Nevertheless, a fascist is a fascist, and Gianfranco Fini freely chose that label. He is strongly nationalist and authoritarian, and he would be a royal pain in the nether regions for his European Union partners if he became Italy's prime minister. He would also create a most unhappy precedent for the nastier sorts of fascists you find elsewhere in Europe.
How did this manage to sneak up on us? There have been no torch-lit parades, no territorial claims against Italy's neighbors, and no more attacks on immigrants than elsewhere in Europe, so the Italian fascists never claimed a major share of the world's attention. Besides, they never won more than 15 percent of the vote in a national election before now.
What makes the difference this time is primarily the context, not the fascists themselves. Italy finds itself stranded halfway through the reform process that began in 1992, with the old Cold War parties reformed beyond recognition or destroyed beyond recall, but not yet with any stable new political system.
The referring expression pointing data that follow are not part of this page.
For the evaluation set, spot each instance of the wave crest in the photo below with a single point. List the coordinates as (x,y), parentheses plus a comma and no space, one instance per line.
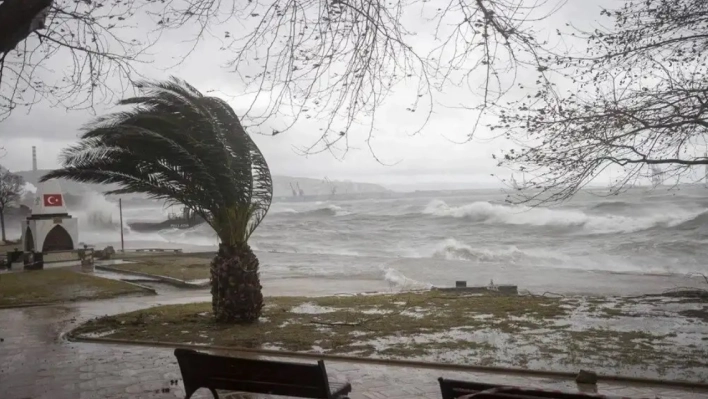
(489,213)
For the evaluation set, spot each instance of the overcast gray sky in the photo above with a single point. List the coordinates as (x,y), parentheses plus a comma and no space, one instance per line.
(427,160)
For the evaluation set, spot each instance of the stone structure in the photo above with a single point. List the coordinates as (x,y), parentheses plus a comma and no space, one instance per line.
(49,227)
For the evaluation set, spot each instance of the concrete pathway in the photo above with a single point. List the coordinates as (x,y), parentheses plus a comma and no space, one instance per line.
(37,363)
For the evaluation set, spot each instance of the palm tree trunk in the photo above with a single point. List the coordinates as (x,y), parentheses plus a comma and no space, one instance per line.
(235,285)
(2,225)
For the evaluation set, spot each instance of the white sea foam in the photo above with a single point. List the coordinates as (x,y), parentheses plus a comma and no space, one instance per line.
(399,281)
(486,212)
(451,249)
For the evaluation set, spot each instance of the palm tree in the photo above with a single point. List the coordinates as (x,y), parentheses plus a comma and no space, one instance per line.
(180,146)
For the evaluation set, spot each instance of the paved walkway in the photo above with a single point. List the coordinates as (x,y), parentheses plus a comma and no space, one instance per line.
(36,363)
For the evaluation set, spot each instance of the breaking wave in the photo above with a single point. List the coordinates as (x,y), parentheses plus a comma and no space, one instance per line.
(327,210)
(399,281)
(489,213)
(451,249)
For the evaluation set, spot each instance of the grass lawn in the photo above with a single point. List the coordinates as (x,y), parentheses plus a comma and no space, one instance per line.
(58,285)
(182,267)
(602,334)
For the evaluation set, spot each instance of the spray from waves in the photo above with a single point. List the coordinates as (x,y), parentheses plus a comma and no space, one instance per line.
(327,210)
(96,213)
(488,213)
(399,281)
(451,249)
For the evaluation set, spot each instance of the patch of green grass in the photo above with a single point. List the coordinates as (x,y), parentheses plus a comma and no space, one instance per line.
(350,321)
(58,285)
(516,331)
(182,267)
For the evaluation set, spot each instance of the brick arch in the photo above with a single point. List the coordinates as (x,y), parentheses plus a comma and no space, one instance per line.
(58,239)
(29,240)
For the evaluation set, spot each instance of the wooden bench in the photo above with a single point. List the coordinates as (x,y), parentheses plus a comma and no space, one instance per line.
(201,370)
(453,389)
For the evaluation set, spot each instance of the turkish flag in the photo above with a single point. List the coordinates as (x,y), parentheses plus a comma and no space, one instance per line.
(53,200)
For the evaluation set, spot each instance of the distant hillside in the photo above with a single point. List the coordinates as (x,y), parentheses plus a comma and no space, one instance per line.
(282,185)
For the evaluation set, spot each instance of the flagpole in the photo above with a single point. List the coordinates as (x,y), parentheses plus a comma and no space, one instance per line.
(120,209)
The institutionalized corruption that maintained the old system for over 40 years left virtually no politician over the age of 30 untouched, and ongoing investigations by the `clean hands' magistrates continue to pick off leaders of the new parties that emerged from the wreckage of 1992.
And now, for no good reason except that the splintered parties could not agree on a government to complete the electoral reforms everyone agrees must be made, Italy is going into its third election in four years.
"A great and extraordinary opportunity has been lost for the future of the country," thundered prime minister-designate Antonio Maccanico in February when the last attempt at making a new government collapsed, but truthfully it didn't matter a bit. The old parliament was unlikely to pass the needed reforms, and neither is the new one.
But the happenstance of history has brought this election to a point where Fini has a shot at the prime ministership by default. The semi-reformed Italian system forces everybody to seek votes in two unwieldy coalitions, and the right-wing coalition was leading slightly at the end of March (47 percent to 44 percent) in the last poll permitted by Italian law before the election.
Within the right-wing coalition, Fini's National Alliance used to play third fiddle to media tycoon Silvio Berlusconi's Forza Italia and the regionalist Northern League. But now Berlusconi is implicated in a trial for bribery and the Northern League is badly split -- so the National Alliance is likely to end up the largest single party in the new parliament.
It's not clear that Fini can parlay that into a term as prime minister, but he has a real chance. If he wins, Europe will get its first fascist leader since the death of Franco, and fascists elsewhere will be mightily encouraged. The Italians are admirable people, but their political class is a disgrace to Europe.